George Bush a également lancé en 2002  le « Millenium Challenge », un vaste programme d’aide au développement basé sur la bonne gouvernance, qui s’adresse presque exclusivement à l’Afrique. Bill Clinton avait lui promu l’AGOA (Africa Growth and Opportunities Act), axé sur l’amélioration des relations commerciales avec l’Afrique. L’Afrique représente  aujourd’hui moins de 1% des échanges commerciaux des Etats-Unis avec le reste du monde.

L’AGOA arrive à expiration cette année, ce qui sera une occasion de redéfinir avec le Congrès les priorités de l’aide à l’Afrique.

Au niveau présidentiel, ces priorités ont été énoncées lors de la réunion d’une cinquantaine de  chefs d’Etats ou de gouvernements africains, du 4 au 6 août dernier à Washington.

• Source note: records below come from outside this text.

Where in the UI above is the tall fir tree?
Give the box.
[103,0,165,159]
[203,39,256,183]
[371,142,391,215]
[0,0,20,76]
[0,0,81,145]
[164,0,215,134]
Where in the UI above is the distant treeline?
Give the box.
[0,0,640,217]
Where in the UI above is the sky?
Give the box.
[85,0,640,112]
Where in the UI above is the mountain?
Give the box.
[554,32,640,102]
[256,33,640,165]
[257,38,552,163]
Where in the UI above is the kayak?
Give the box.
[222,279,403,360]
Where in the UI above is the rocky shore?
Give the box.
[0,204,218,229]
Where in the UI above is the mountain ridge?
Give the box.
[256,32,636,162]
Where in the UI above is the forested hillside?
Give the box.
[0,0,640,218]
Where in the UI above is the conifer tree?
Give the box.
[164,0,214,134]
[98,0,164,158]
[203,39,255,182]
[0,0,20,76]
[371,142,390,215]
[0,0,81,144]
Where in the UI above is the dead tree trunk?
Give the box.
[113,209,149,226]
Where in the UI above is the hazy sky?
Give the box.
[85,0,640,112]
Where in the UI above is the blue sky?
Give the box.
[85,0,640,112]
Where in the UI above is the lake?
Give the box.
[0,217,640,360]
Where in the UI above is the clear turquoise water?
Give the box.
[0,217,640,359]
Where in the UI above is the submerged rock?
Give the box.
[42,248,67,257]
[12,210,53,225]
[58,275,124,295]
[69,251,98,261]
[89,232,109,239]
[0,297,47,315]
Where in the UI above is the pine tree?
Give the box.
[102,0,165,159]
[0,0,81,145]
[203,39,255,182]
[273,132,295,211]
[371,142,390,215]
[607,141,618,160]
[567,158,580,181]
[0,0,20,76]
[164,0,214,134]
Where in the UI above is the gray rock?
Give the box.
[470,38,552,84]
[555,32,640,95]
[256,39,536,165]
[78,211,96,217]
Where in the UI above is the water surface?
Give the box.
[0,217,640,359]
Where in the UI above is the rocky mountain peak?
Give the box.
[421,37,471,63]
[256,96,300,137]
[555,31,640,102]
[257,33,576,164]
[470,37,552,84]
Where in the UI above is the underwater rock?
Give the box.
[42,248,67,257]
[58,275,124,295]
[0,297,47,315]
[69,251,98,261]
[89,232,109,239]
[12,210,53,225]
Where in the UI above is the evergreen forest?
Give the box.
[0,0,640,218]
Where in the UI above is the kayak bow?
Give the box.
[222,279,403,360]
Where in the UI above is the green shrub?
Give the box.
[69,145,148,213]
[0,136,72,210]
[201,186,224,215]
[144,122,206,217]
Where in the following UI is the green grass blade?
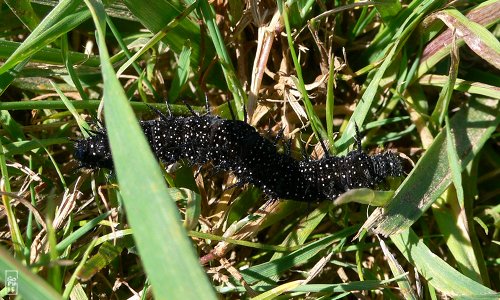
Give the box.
[363,99,500,236]
[86,1,215,299]
[437,9,500,69]
[416,0,500,78]
[0,247,61,300]
[391,229,498,299]
[335,0,435,153]
[0,0,89,74]
[241,227,357,284]
[199,0,247,120]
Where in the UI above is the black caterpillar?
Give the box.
[74,111,403,202]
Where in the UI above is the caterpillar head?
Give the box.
[74,129,113,170]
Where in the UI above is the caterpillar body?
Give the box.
[74,114,403,202]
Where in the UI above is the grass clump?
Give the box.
[0,0,500,299]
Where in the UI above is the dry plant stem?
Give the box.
[30,176,85,264]
[247,9,283,124]
[219,258,258,297]
[200,201,280,265]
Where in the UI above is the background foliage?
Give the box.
[0,0,500,299]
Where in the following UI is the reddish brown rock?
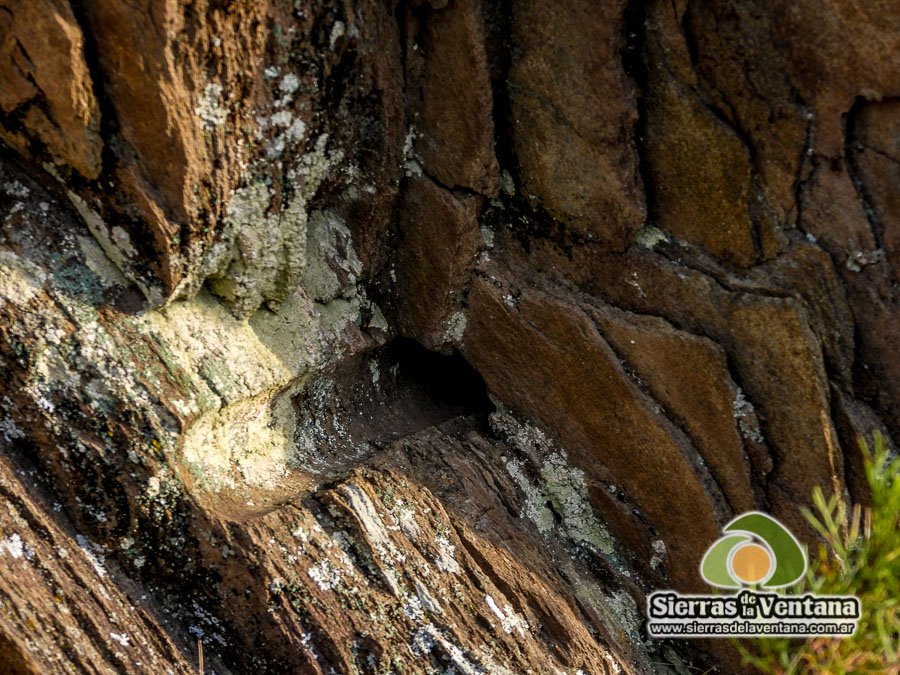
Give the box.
[593,307,756,513]
[0,0,103,178]
[407,0,500,195]
[643,3,759,267]
[464,270,725,592]
[509,0,644,249]
[395,177,481,349]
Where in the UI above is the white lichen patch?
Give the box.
[194,82,228,129]
[76,236,128,287]
[484,595,528,637]
[0,533,25,559]
[490,412,614,554]
[199,135,342,317]
[0,251,47,306]
[444,312,466,344]
[145,292,358,490]
[301,211,362,303]
[634,225,669,249]
[731,389,763,443]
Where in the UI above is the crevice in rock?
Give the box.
[294,337,494,479]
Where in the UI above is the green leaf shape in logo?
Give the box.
[724,511,806,588]
[700,534,750,588]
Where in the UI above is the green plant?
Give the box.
[737,433,900,675]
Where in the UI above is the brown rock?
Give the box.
[848,100,900,279]
[396,177,481,349]
[464,270,725,592]
[509,0,644,250]
[592,307,756,513]
[407,0,500,195]
[0,0,103,178]
[644,3,758,267]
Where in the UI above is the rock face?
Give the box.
[0,0,900,673]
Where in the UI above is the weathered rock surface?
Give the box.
[0,0,900,673]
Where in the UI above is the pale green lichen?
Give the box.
[302,210,362,303]
[0,251,47,306]
[490,412,614,555]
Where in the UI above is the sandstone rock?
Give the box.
[509,0,644,249]
[464,270,726,588]
[593,308,756,513]
[407,1,500,195]
[644,0,758,267]
[395,178,481,349]
[848,101,900,279]
[0,0,900,673]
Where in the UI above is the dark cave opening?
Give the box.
[386,337,494,418]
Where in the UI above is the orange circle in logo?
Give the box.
[731,542,772,584]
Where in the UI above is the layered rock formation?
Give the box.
[0,0,900,673]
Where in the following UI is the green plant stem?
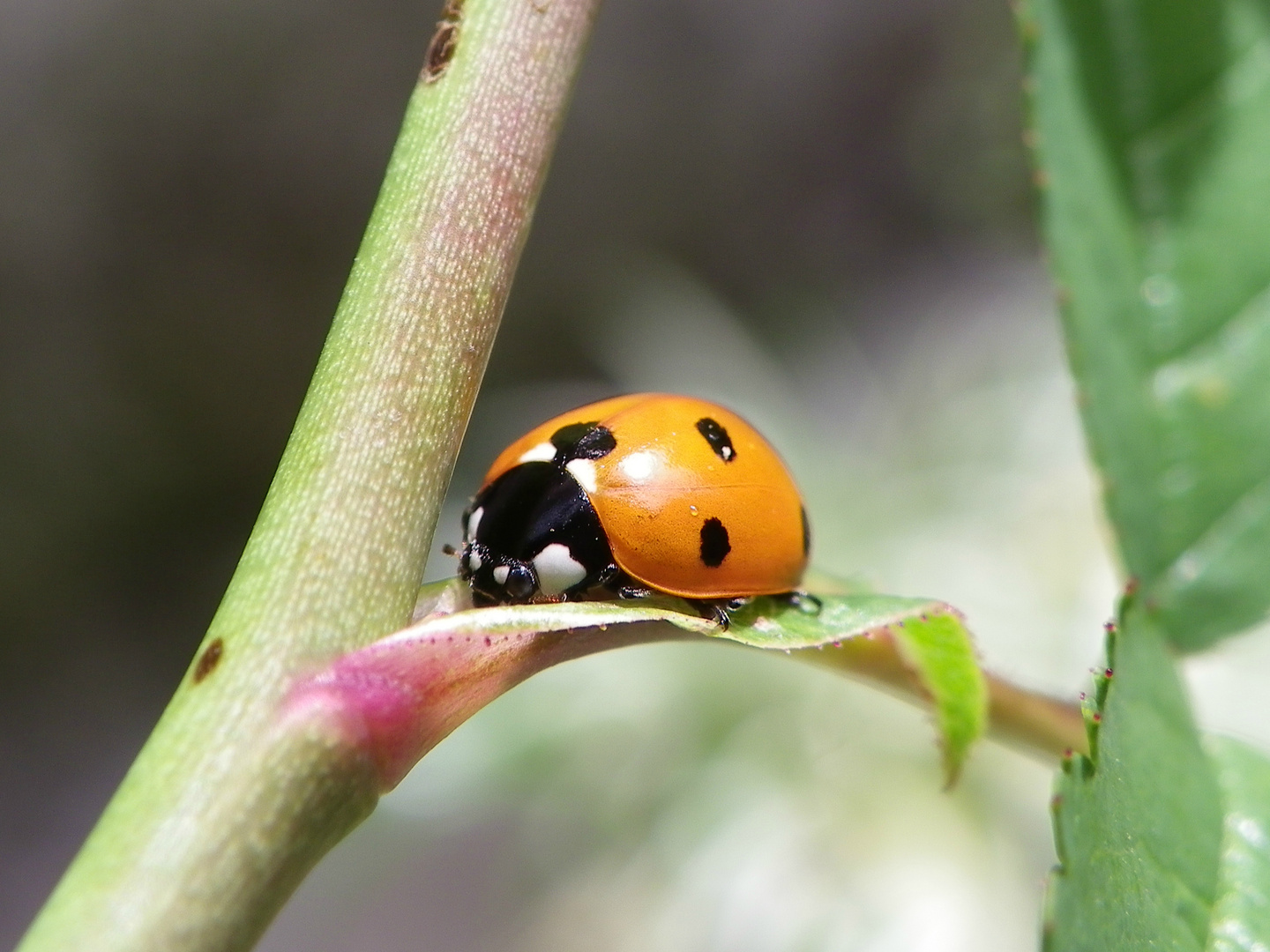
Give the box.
[800,627,1090,762]
[20,0,598,952]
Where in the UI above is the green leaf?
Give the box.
[715,595,988,785]
[1045,608,1221,952]
[1021,0,1270,650]
[1207,738,1270,952]
[358,583,988,785]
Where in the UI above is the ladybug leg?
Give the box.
[684,598,750,631]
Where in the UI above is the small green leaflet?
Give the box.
[1020,0,1270,650]
[1045,609,1270,952]
[401,583,988,783]
[1207,738,1270,952]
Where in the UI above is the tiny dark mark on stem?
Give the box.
[194,638,225,684]
[422,0,464,83]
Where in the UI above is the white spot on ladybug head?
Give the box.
[516,442,555,464]
[564,459,595,493]
[464,507,485,542]
[620,452,656,482]
[534,542,586,595]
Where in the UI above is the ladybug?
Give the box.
[459,393,811,624]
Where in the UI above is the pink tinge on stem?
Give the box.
[283,635,533,791]
[282,612,690,791]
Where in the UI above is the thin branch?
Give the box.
[14,0,598,952]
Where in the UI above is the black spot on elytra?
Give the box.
[194,638,225,684]
[698,416,736,464]
[701,517,731,569]
[551,420,617,462]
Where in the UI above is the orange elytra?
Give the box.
[459,393,809,612]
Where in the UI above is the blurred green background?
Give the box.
[0,0,1270,952]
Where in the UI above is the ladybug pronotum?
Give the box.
[459,393,811,622]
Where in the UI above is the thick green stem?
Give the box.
[21,0,598,952]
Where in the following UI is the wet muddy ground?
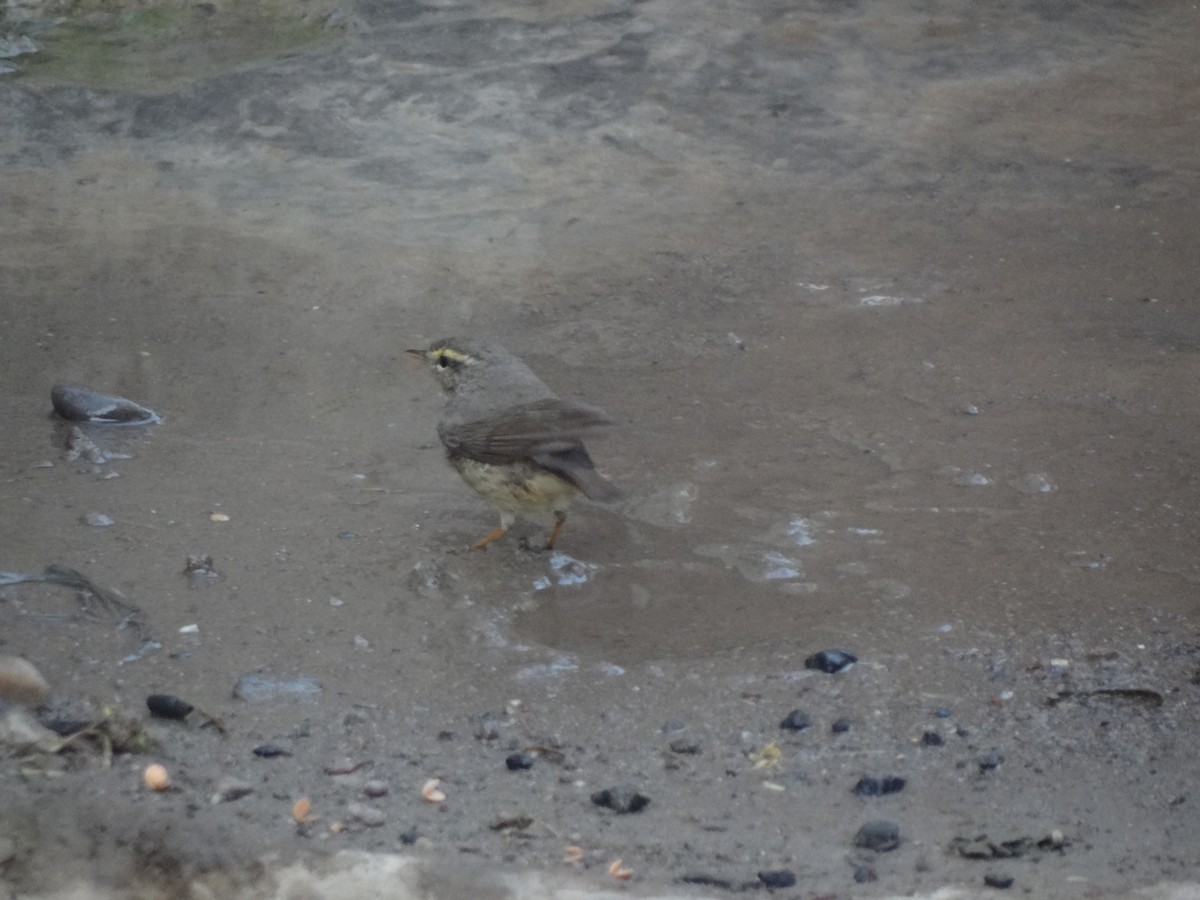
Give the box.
[0,0,1200,898]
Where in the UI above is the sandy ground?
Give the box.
[0,0,1200,900]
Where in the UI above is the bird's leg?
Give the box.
[470,512,516,550]
[546,510,566,550]
[470,528,508,550]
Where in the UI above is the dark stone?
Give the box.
[146,694,196,719]
[854,821,900,853]
[977,750,1004,772]
[592,785,650,812]
[679,875,733,890]
[804,650,858,674]
[252,744,292,760]
[504,754,533,772]
[853,775,907,797]
[779,709,812,731]
[758,869,796,888]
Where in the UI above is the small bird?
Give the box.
[408,337,620,550]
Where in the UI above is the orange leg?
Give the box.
[470,527,509,550]
[546,512,566,550]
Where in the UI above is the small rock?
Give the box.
[779,709,812,731]
[50,384,162,425]
[212,778,254,805]
[679,874,733,890]
[854,821,900,853]
[346,803,388,828]
[758,869,796,889]
[853,775,907,797]
[362,778,390,798]
[233,672,320,701]
[592,785,650,812]
[804,650,858,674]
[146,694,196,721]
[0,702,59,752]
[504,754,534,772]
[976,750,1004,772]
[252,744,292,760]
[408,559,449,593]
[0,655,50,709]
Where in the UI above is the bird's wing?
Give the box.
[438,397,612,464]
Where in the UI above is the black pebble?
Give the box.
[758,869,796,888]
[253,744,292,760]
[504,754,533,772]
[854,821,900,853]
[804,650,858,674]
[592,785,650,812]
[779,709,812,731]
[854,775,907,797]
[679,875,733,890]
[146,694,194,719]
[978,750,1004,772]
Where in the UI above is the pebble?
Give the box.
[592,785,650,812]
[50,384,162,425]
[853,775,908,797]
[146,694,194,720]
[346,803,388,828]
[804,650,858,674]
[758,869,796,889]
[977,750,1004,772]
[779,709,812,731]
[362,778,391,798]
[233,672,320,700]
[252,744,292,760]
[504,754,534,772]
[854,820,900,853]
[212,778,254,805]
[0,655,50,709]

Poussé par son ressentiment  à l’égard du colonialisme et les restrictions de budgets américaines, Barack Obama s’est largement appuyé sur un partenariat dans lequel des entreprises privées, comme Coca-Cola, General Electric et Procter & Gamble qui se sont engagées à investir des milliards de dollars en Afrique. Le grand projet qui porte sa signature est « Power Africa », power signifiant également électricité, un élément qui manque cruellement au développement africain. Pour ce projet d’électrification le gouvernement américain s’est engagé à hauteur de 7 milliards de dollars sur  5 ans, 20 milliards doivent venir d’autres sources.

Tout comme ses prédécesseurs et même encore plus, Barack Obama s’est trouvé confronté aux problèmes de sécurité sur le continent africain. Si l’aide militaire des Etats-Unis est énorme dans le nord du continent ( l’Egypte est le deuxième plus important récipiendaire  après Israël) elle est modeste dans la partie sub-saharienne et en quelque sorte déshumanisée. Le président est satisfait d’abandonner les opérations de terrain à des pays comme la France en Afrique de l’ouest. Les Etats-Unis se sont spécialisés dans une guerre  technologique, avec l’utilisation contestée de drones pour effectuer des frappes ponctuelles.

Dans le Discours sur l’Etat de l’Union prononcé le 20 janvier 2015, et qui sera son avant-dernier, Barack Obama a rappelé qu’il est désormais un homme libéré des contraintes électorales. Il ne peut aller au-delà de deux mandats et il finira sans présidence avec l’actuel congrès. Son problème d’image a donc été remplacé par le problème de l’héritage que va laisser sa présidence. L’amélioration de la situation économique des Etats-Unis lui donne également une marge de manœuvre financière. Il sera intéressant de voir comment le président mettra à profit cette double ouverture dans ses relations avec l’Afrique.

Si ces relations n’étaient pas au niveau de ce qu’attend le continent, sera-ce la faute du président, qui n’a pas su y répondre, ou de l’Afrique, qui avait mis la barre trop haut ? Telle qu’est la situation à l’heure actuelle, à l’Afrique pourrait sans doute  s’appliquer, à propos de Barack Obama, ce qu’il disait lui-même avant de découvrir le vrai visage de son père : «  Je décrétais que je préférais son image plus lointaine, une image que je pouvais changer au gré de mes humeurs ou ignorer quand cela m’arrangeait ».